Are Your Basic Liberty Rights Protected Under The Constitution In Family Law Court ?
PRINCE ALBERT WEBBER IV IS PUT BACK IN HIS CAN
Macon County Family Court Judge Albert G. Webber has finally been removed from a highly contested case in which two minor children were allegedly sold to non parents. On April 14, 2005, Amy Joan Schneider removed her case from Judge Webber’s Decatur Illinois Court and filed her Notice and Complaint at the Federal District Courthouse in Peoria Illinois.
Schneider, a 38 year old Normal Illinois mother of five, has previously filed complaints against Webber claiming racial bias and violations of her parental due process rights under the 14th Amendment to the U.S. Constitution. Judge Webber is openly duplicitous and has completely ignored his sworn judicial obligations under Illinois Statute, Schneider said.

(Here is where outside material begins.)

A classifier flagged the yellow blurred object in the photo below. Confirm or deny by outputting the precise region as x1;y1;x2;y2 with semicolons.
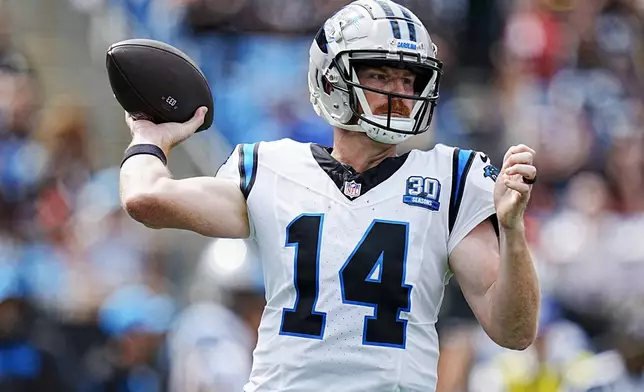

On April 7, 2005, David Martin Price of the General Security Services Corporation of Topeka, Kansas personally served Judge Webber, and two other circuit court judges, with a summons and complaint. Mr. Price also personally served several lawyers on that same day. “Prince Albert got put back in his can because he is not above the law,” said Mr. Price.
Court records show on April 21, 2005, Webber issued an order granting a “sanctions” judgment against Amy Joan Schneider in an amount exceeding $45,000. “Just reading this last order tells me that Judge Webber has possibly ‘flipped out,’” says Attorney Thurman R. 7825921 of the On-Line Legal Rescue Team and Court Reform Advocacy Committee. “Looking toward a federal court proceeding, three things in Judge Webber’s orders really jump out at me,” said Thurman.
1) After Notice of Removal Judge Webber’s April 19, 2005 evidentiary hearing and April 21, 2005, order were barred, by the explicit language of 28 U.S.C.A. § 1446(e);
2) Illinois guardianship[s] are temporary, and may be challenged at virtually any time; “relitigation” of a continuing issue is not possible, plus record fails to show the trial Court’s response to the natural Parent’s Petition for Guardianship of her children; and,
3) The March 30, 2004, Illinois Fourth District Appellate Court Opinion precisely did not exclude the mother as guardian or direct the trial court to appoint “Karen Coates (Amy's sister) as successor guardian.”
I thank God for the loving support of my friends and family, I will continue to fight, says Schneider. I will prove my constitutional complaint in Federal Court, Schneider proclaims.